É fevereiro de 1998, e Fiona Apple está sentada em seu ônibus de turnê, uma cópia da SPIN na mão, olhos marejados. Apenas alguns meses antes, a revista estampou seu rosto cheio de lábios na capa de sua "Edição para Meninas". A matéria interna mostrava Apple se encolhendo em um sofá e se cobrindo com almofadas, como se estivesse tentando desaparecer para dentro do móvel, sua tentativa de escapar do fotógrafo agora evitado, mas antes celebrado, Terry Richardson. Quando se tratou da matéria de capa, outro homem estava atrás da lente. O escritor John Weir a retratou como uma adolescente indulgente que trocou sua miséria por uma "pitada de fama".
A matéria misógina retratou Apple como uma garota dramática e autocentrada, tentando chamar atenção, mas seu álbum de estreia, Tidal, lançado dois anos antes em 1996, contava uma história diferente… se você estivesse disposto a ouvir. Ele estava impregnado na dor de traumas da infância, que Apple transformou em força. Ela reivindicou a parte de si que foi roubada por seu estuprador e expôs as profundezas de sua alma com melodias de piano complicadas e uma voz inabalável. Tidal a fez falar o que pensava quando antes estava silenciada. Ela era destemida, mas confusa, reunindo todas as emoções caóticas de uma jovem de 19 anos e transformando-as em algo profundamente poético.

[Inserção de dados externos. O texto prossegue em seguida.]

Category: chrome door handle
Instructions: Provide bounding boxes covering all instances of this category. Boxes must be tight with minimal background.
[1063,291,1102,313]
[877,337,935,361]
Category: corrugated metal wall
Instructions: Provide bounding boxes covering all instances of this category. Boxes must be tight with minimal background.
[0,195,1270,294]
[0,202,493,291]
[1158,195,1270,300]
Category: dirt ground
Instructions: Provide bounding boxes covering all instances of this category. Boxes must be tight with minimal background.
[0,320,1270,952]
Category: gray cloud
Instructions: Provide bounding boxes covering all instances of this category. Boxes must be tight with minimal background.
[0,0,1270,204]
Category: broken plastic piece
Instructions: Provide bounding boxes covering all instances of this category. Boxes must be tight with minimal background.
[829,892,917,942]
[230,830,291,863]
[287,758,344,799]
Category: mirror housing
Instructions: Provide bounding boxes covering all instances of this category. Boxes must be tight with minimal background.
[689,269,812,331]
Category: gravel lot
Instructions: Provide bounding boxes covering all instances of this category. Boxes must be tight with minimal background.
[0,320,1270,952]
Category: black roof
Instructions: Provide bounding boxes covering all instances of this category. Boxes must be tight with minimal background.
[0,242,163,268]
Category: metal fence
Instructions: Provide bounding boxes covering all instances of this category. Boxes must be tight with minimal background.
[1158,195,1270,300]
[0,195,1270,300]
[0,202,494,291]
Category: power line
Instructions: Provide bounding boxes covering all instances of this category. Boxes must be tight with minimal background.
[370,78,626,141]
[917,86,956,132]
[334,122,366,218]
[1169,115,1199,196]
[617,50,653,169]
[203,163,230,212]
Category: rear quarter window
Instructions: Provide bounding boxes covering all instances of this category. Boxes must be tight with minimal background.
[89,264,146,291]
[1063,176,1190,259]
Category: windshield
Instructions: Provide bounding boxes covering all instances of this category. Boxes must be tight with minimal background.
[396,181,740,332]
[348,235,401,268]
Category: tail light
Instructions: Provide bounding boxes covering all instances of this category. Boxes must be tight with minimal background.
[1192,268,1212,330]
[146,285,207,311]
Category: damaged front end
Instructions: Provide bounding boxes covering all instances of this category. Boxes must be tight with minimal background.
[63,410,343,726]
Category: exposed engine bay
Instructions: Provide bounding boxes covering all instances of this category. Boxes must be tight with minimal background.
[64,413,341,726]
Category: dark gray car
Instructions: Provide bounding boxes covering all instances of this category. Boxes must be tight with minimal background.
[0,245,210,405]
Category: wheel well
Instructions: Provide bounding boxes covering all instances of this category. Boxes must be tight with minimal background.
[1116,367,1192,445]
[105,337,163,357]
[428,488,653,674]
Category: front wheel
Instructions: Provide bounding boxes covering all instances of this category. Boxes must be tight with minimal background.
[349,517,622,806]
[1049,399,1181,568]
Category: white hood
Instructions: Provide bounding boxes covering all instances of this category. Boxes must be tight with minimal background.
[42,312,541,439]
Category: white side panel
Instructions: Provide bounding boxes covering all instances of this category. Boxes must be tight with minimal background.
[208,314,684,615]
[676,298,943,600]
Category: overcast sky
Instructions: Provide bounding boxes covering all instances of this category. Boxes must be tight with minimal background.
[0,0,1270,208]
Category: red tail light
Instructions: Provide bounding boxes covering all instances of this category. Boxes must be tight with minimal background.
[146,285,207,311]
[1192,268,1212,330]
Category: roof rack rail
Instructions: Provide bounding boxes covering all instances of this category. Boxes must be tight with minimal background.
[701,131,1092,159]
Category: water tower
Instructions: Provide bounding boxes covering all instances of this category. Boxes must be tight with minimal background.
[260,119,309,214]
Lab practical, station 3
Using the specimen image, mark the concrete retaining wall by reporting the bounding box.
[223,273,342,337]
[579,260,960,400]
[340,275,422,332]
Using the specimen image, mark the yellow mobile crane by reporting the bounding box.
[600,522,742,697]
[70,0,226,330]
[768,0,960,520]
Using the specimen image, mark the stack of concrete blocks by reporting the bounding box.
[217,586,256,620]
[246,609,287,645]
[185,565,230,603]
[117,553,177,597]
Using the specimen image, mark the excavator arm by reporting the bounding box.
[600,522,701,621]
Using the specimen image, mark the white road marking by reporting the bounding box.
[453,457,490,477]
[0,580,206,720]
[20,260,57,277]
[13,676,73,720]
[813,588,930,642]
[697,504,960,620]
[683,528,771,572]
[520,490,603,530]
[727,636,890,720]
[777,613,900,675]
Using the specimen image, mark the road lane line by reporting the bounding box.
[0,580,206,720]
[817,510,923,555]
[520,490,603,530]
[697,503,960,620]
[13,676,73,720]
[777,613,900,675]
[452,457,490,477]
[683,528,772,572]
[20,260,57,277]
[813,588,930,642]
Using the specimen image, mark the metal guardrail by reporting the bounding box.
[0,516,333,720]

Chorando no ônibus, Apple leu as cartas para o editor da SPIN em resposta à matéria. Ela leu enquanto suas experiências de vida e a arte que se seguiram eram golpeadas em um humilhante constrangimento público. "Ser uma vítima de estupro é um trauma que eu não desejaria nem para o meu pior inimigo, mas o melodrama exagerado de Fiona Apple e seu egoísmo tornam difícil sentir qualquer tipo de simpatia por ela", escreveu um leitor. "Estou tão cansado de rainhas do drama desfilando suas mágoas sob os holofotes públicos, como se ser uma vítima fosse uma declaração de moda tendência. Fiona é uma vergonha para outros sobreviventes de abuso sexual." Outra carta sugeriu que ela acabasse com a própria vida, citando a previsão de Fiona sobre sua própria morte e acrescentando: "Promessas, promessas."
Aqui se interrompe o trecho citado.